Employment discrimination attorneys can give you a solid idea of what to expect and the strength of your case. They will also provide a quick overview of how to build your case by collecting documents, statements and recording incidents as they occur.
Record Incidents of Workplace Discrimination
Report Workplace Discrimination to Human Resources
Most workplaces have policies that require employees to report incidents involving harassment and discrimination. This process gives your employer a chance to resolve the matter before legal action is needed, and it can strengthen your case if no action is taken. Once you file a complaint, you can expect to meet with human resources and provide further details. It’s important to summarize these events as well, as your employer will also maintain records.
If further investigation is required, your employer may initiate this process, often with a neutral third party. During the investigation, it’s important to cooperate and note any further incidents if they occur. If your employer is handling your complaint unfairly, it’s vital to note any discrepancies in the process.
Collect Documents and Reports
Gather every document that pertains to work, including items the company’s rules, any disciplinary warnings or reprimands, performance evaluations, and memos. In many cases, you’ll have access to these documents by email or through the company’s website. If workplace discrimination involves direct communication through a written memo, make a copy and file with other related documents. You should note verbal comments as accurately as possible.
Your employer’s human resources department keeps detailed records of all reports. For this reason, you must keep as many documents as possible, including internal memos (including policy changes), handbooks that detail the workplace policies, rules, and procedures. Letters of communication, copies of work assignments, and related correspondence may also help build your case.
Researching Your Company’s History of Discriminatory Practices
Identify Witnesses and Individuals Involved
Many incidents of discrimination occur in front of other employees or associates. For this reason, it’s important to make a note of anyone who’s directly involved in these incidents. Workers who observe wrongful treatment should also be listed, with as much information as possible, including names, their position, and contact information. Your attorney may ask you to summarize how each individual may respond to the situation and whether they are “friendly” or cooperative.
If a witness is willing to provide a written statement, this can significantly help your case. It’s important to ask them within a short time, as memories fade over time, and their recollection of events may not be as accurate later. Each statement should include specific statements or actions. Your statement should avoid making general assumptions about management’s practices or employees. Statements signed by witnesses and a Notary Public are ideal for providing maximum support.
Other Employees Impacted by Workplace Discrimination
If your workplace has a record of unfair practices, you’ll likely find coworkers with similar grievances. It’s important to identify which employees are mistreated similarly to you and ask them to provide statements about their experiences. Each account should be factual, with as many details as possible, including the date and time of each mistreatment. Avoid the inclusion of angry or opinionated statements that can overshadow the specific incidents that relate to the case.

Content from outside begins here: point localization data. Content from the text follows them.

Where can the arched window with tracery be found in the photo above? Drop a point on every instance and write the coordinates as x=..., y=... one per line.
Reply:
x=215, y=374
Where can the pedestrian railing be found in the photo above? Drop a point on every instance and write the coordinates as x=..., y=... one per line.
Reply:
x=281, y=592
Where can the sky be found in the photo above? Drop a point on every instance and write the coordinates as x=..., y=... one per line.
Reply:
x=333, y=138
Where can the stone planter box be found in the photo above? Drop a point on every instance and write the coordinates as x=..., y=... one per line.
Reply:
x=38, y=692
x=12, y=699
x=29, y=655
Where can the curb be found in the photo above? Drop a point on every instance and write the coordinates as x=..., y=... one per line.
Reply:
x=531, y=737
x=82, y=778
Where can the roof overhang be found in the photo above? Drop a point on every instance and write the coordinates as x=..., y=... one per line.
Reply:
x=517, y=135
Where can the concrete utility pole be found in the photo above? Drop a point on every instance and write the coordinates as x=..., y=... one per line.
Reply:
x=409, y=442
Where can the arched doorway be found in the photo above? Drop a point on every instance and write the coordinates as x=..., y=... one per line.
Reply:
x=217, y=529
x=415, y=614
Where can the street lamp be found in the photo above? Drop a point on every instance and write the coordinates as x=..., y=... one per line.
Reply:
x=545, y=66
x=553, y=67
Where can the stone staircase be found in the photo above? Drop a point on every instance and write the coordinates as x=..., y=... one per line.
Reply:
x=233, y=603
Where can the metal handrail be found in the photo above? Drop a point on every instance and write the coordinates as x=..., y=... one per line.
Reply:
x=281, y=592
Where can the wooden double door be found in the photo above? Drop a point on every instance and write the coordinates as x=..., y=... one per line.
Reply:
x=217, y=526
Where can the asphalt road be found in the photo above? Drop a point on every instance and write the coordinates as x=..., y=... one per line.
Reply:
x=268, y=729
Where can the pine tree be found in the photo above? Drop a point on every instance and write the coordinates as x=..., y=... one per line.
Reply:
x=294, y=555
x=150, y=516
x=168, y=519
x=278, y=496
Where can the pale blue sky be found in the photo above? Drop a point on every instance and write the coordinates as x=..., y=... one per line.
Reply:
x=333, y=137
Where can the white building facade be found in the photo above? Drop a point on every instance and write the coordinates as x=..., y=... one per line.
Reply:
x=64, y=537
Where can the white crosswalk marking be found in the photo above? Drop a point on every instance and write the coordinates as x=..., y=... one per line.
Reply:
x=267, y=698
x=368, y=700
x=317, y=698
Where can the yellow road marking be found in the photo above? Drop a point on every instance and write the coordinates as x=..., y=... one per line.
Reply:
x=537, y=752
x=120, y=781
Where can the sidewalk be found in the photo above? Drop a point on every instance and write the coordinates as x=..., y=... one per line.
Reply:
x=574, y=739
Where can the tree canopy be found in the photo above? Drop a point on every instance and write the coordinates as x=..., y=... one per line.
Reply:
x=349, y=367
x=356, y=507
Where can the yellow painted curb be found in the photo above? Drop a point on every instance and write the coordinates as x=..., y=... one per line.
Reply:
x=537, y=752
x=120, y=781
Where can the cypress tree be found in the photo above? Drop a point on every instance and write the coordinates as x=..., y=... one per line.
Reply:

Multiple statements from more than one worker can paint a bigger picture that’s helpful for your lawyer, the court, and any third-party investigators. If a supervisor or manager makes insulting or discriminatory remarks to several employees, it is important that everyone impacted makes a statement, even individuals who are not directly impacted. Paraphrasing or quoting specific remarks made by the offending parties is important to understand the overall situation.
Contacting a Union Representative
If you work in a unionized environment, there may be an agreement that requires you to contact a union representative about workplace discrimination. They may offer some useful resolution tools in some cases, which may involve mediation through a neutral third party. If you’re unsure of what your union or workplace offers, it’s important to inquire so that you know how to proceed.